On Feb 16, 10:50 pm, Sean <francoisdev...@gmail.com> wrote:
> David,
> You have a great idea here with porting clojure to the CLR. The .NET
> shops are just a popular as Java shops, and something like this could
> go a long way to improving software written by a lot of people.  Your
> initiative and hard work are to be commended.
>
> How do you plan on solving the library problem?  As you mentioned,
> there are several discrepancies between .NET and Java libraries.

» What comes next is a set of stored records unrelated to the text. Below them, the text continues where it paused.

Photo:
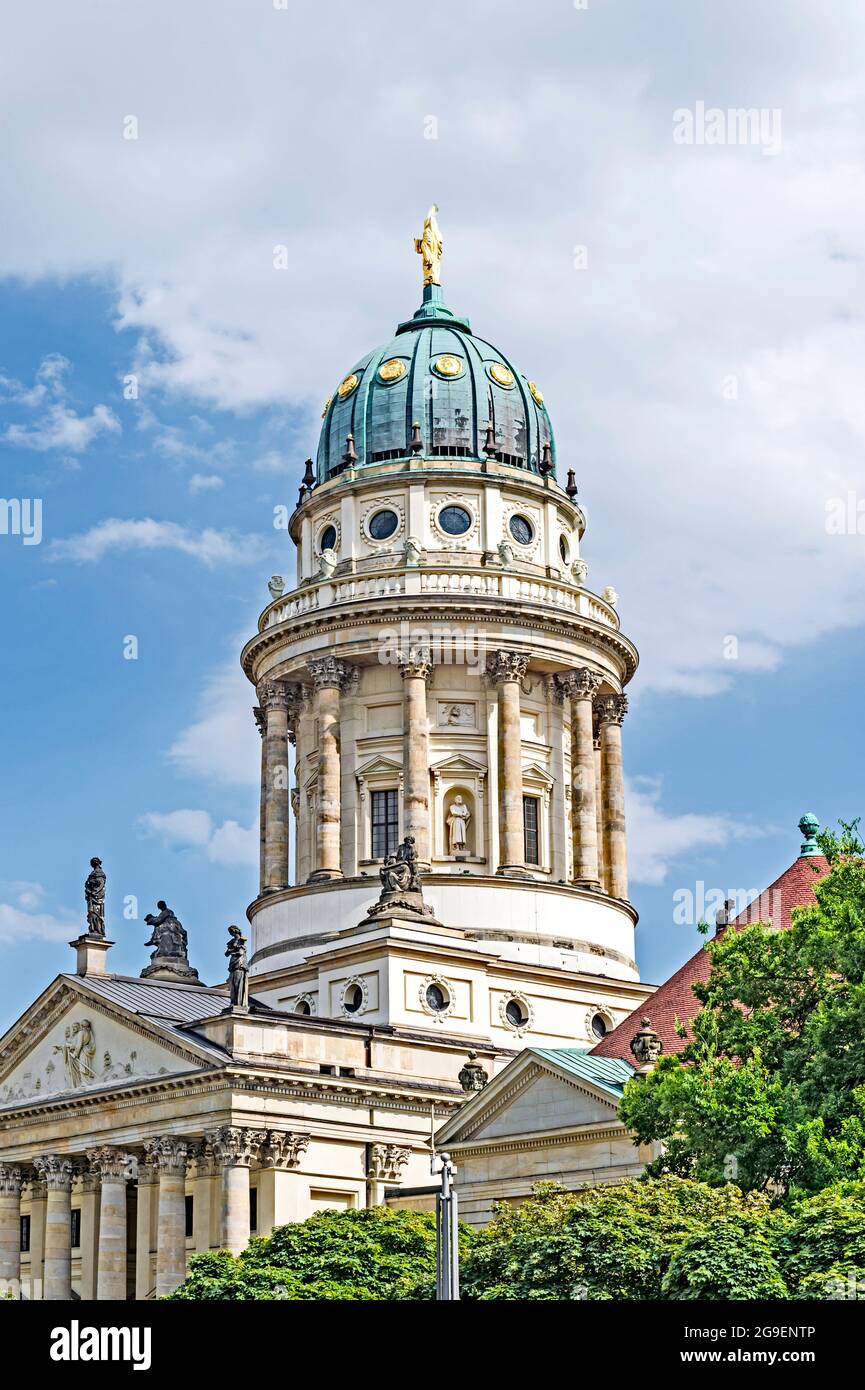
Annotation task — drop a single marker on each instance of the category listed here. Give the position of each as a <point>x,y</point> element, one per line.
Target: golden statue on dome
<point>429,246</point>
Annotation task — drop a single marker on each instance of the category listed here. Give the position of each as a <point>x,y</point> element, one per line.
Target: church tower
<point>441,670</point>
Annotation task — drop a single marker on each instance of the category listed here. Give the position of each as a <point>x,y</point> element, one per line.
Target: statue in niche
<point>78,1051</point>
<point>458,826</point>
<point>167,934</point>
<point>95,898</point>
<point>238,969</point>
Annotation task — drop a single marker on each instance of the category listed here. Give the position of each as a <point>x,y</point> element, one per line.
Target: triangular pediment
<point>529,1097</point>
<point>71,1043</point>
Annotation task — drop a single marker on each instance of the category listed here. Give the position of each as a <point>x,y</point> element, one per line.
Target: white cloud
<point>704,264</point>
<point>657,840</point>
<point>223,742</point>
<point>209,546</point>
<point>205,483</point>
<point>228,844</point>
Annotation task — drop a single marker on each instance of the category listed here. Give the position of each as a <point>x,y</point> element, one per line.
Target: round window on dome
<point>455,520</point>
<point>522,530</point>
<point>516,1015</point>
<point>437,1000</point>
<point>383,524</point>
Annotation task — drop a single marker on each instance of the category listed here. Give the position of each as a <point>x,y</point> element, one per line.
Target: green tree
<point>771,1090</point>
<point>373,1254</point>
<point>607,1241</point>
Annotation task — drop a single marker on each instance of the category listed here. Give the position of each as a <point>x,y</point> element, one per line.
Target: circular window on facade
<point>437,1000</point>
<point>522,530</point>
<point>516,1014</point>
<point>352,998</point>
<point>383,524</point>
<point>455,520</point>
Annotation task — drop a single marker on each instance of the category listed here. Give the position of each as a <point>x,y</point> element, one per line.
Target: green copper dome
<point>437,391</point>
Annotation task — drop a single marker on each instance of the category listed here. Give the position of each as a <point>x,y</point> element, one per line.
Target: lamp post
<point>447,1244</point>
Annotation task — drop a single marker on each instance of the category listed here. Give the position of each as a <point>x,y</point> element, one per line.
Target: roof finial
<point>808,826</point>
<point>429,246</point>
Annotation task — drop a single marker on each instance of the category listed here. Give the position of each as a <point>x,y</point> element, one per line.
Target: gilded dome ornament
<point>348,385</point>
<point>448,364</point>
<point>501,374</point>
<point>392,370</point>
<point>429,246</point>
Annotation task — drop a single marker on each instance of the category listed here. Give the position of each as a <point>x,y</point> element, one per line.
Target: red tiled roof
<point>675,998</point>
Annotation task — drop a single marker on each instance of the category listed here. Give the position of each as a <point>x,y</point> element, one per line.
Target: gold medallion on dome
<point>448,364</point>
<point>501,374</point>
<point>392,370</point>
<point>348,385</point>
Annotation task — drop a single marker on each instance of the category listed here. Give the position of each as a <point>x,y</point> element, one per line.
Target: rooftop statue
<point>95,898</point>
<point>429,246</point>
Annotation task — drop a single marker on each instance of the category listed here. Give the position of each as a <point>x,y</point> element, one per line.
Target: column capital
<point>327,673</point>
<point>506,666</point>
<point>273,695</point>
<point>283,1148</point>
<point>10,1180</point>
<point>581,683</point>
<point>234,1147</point>
<point>417,662</point>
<point>611,709</point>
<point>167,1154</point>
<point>54,1171</point>
<point>111,1164</point>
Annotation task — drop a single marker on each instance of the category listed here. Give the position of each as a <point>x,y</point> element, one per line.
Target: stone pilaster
<point>146,1225</point>
<point>416,669</point>
<point>274,699</point>
<point>506,670</point>
<point>234,1150</point>
<point>581,687</point>
<point>113,1166</point>
<point>611,713</point>
<point>168,1155</point>
<point>328,676</point>
<point>56,1172</point>
<point>10,1230</point>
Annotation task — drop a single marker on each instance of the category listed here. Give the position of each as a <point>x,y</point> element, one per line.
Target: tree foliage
<point>771,1090</point>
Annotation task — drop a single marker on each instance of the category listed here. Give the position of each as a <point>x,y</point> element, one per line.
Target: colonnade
<point>117,1257</point>
<point>597,784</point>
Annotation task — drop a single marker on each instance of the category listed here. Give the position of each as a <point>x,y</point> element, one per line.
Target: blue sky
<point>702,370</point>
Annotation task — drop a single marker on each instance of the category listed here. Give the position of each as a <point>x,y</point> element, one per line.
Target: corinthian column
<point>111,1165</point>
<point>170,1157</point>
<point>611,713</point>
<point>56,1172</point>
<point>10,1230</point>
<point>581,687</point>
<point>328,674</point>
<point>506,670</point>
<point>274,699</point>
<point>232,1151</point>
<point>416,669</point>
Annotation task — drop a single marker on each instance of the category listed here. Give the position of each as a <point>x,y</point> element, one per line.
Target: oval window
<point>437,1000</point>
<point>455,520</point>
<point>352,998</point>
<point>522,530</point>
<point>516,1014</point>
<point>383,524</point>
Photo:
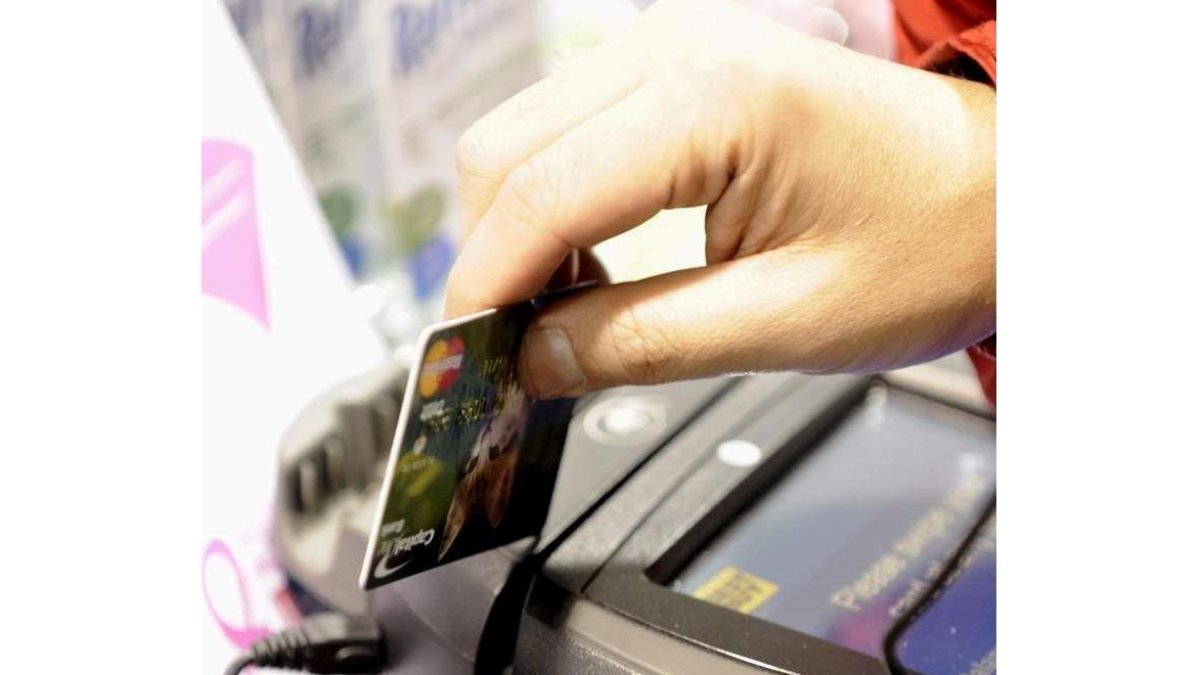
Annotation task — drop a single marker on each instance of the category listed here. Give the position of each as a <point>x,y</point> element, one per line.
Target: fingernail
<point>550,363</point>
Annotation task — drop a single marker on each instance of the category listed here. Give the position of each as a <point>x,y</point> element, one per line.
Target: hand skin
<point>851,204</point>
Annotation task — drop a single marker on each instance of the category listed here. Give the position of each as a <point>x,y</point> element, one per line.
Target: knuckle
<point>471,155</point>
<point>643,354</point>
<point>529,192</point>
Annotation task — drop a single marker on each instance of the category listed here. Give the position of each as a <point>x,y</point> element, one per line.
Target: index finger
<point>601,178</point>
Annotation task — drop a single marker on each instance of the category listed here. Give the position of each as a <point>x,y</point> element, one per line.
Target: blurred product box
<point>375,95</point>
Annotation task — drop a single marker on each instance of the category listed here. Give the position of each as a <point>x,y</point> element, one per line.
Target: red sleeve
<point>954,37</point>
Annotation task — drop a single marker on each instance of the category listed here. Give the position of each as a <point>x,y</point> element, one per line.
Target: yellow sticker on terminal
<point>736,589</point>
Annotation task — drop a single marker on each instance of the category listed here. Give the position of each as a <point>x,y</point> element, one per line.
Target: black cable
<point>239,664</point>
<point>322,643</point>
<point>892,640</point>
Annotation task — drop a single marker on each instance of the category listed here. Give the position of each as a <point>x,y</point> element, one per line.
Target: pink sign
<point>231,262</point>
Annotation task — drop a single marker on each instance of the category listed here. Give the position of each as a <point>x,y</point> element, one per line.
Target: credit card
<point>474,459</point>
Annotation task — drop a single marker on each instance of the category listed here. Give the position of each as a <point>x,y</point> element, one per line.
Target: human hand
<point>851,204</point>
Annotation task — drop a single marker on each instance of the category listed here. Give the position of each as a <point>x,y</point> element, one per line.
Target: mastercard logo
<point>442,365</point>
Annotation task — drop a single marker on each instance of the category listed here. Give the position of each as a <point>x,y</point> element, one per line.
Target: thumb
<point>745,315</point>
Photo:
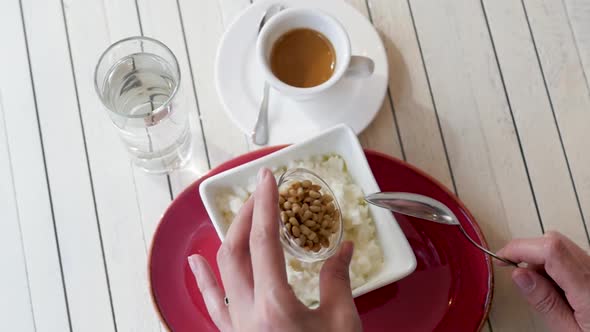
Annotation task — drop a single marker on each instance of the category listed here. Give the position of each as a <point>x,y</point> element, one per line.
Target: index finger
<point>557,254</point>
<point>268,260</point>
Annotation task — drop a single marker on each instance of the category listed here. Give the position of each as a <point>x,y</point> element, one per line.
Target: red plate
<point>449,291</point>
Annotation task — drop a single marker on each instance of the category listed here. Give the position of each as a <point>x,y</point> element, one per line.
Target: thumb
<point>542,295</point>
<point>334,278</point>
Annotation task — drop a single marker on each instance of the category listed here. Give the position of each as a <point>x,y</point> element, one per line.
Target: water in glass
<point>138,89</point>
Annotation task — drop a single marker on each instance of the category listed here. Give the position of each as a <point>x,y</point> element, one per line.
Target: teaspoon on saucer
<point>425,208</point>
<point>260,132</point>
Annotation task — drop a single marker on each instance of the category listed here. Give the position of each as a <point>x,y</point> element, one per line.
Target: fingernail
<point>195,266</point>
<point>260,175</point>
<point>524,282</point>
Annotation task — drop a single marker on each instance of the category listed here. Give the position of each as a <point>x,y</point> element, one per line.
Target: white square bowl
<point>399,259</point>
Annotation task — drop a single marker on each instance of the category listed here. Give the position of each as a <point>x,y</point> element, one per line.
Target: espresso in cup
<point>304,51</point>
<point>303,58</point>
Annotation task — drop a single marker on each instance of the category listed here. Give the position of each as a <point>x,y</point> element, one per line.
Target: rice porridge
<point>357,221</point>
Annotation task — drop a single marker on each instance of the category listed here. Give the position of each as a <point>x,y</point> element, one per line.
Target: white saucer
<point>239,80</point>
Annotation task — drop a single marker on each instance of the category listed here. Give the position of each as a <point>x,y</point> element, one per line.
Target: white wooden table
<point>491,97</point>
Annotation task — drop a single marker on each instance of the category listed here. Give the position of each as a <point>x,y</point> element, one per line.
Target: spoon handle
<point>425,208</point>
<point>505,260</point>
<point>260,133</point>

> Also, there will be applications written for a certain library that
> might only be available in one of the platforms.  I know I have
> several .JARs that work with legacy applications ( like SAP &
> Oracle :) ) that I need to use.  If some else needs to maintain them,
> I wouldn't want them to accidently try to run it on the wrong
> platform.  If it can go wrong...
>
> Of course, this is a problem open source systems have had for a while,
> so it can be solved (apt,ASDF,rpm,rubygems...).  It'll just take some
> work.
>
> Good work overall, I'm looking forward to what you come up with.
>
> On Feb 16, 7:17 pm, dmiller <dmiller2...@gmail.com> wrote:
>
> > On Feb 16, 5:33 pm, Chouser <chou...@gmail.com> wrote:
>
> > > On Mon, Feb 16, 2009 at 5:43 PM, dmiller <dmiller2...@gmail.com> wrote:
>
> > > I don't know if you've looked at ClojureScript at all, but it's a
> > > similar if noticeably less ambitious project to compile Clojure code to
> > > JavaScript.  It's in clojure-contrib already, but in
> > > trunk/clojurescript instead of trunk/src.  My reasons for this were
> > > (1) I wasn't quite sure how to lay out the directory structure and
> > > didn't want to mess up anyone else, and (2) it doesn't work with
> > > Clojure trunk but instead requires a patch and rebuild of Clojure
> > > itself.  This patch is stored right there in contrib as well.
>
> > I have looked briefly at ClojureScript.
>
> > Placement: I'm guessing a parallel off-trunk placement.  This code is
> > completely independent of Clojure/JVM, except for the bootstrap *.clj
> > files.  I have those included in the project, so I'm not broken by
> > Clojure/JVM changes.
>
> > Also, this code is not set up for casual play. You need to be in
> > Visual Studio, download the DLR, connect Tab A to Slot B, etc.  I'm
> > thinking it should not be in trunk/src by the criteria you cite.
>
> > > This is the majority of what the ClojureScript patch changes -- moving
> > > explicit uses of non-Clojure Java class names out of .clj files and
> > > into clojure.lang.RT (or other appropriate Clojure classes) so that
> > > the .clj can be loaded as-is.  RT and Numbers have to be ported by
> > > hand anyway, so it's not significantly worse on that end.
>
> > > I'd be very interested to compare notes and see if our needs have a
> > > common solution.
>
> > I need to make the same kinds of changes to the *.clj files.  This has
> > not been automated yet, so being in synch is a matter of hand-
> > editing.
>
> > We most definitely need to compare notes.
>
> > > Sounds great!  But there's one very important question you didn't
> > > address.  What are you going to call it?  :-)
>
> > > Seriously, though, since it seems likely that a majority of code
> > > written to run on your port will not work on Clojure/JVM, because of
> > > the runtime libs available (please correct me if I'm wrong), it's
> > > important for a body of code to be able to clearly declare where it's
> > > supposed to work.  A name that is used consistently can help, I would
> > > think.
>
> > This is 100% C#/.NET.
>
> > I'm up for suggestions on the name.  The obvious ones:
>
> >  - Clojure.net
> >  - ClojureCLR
> >  - IronClojure (paralleling IronPython/IronRuby, unless MS has Iron
> > trademarked.)
> >  - CLjR  (too cute)
>
> > Perhaps Rich will have a preference.  He'll have to live with it
> > longer than anyone and has branding/confusion issues to keep in mind.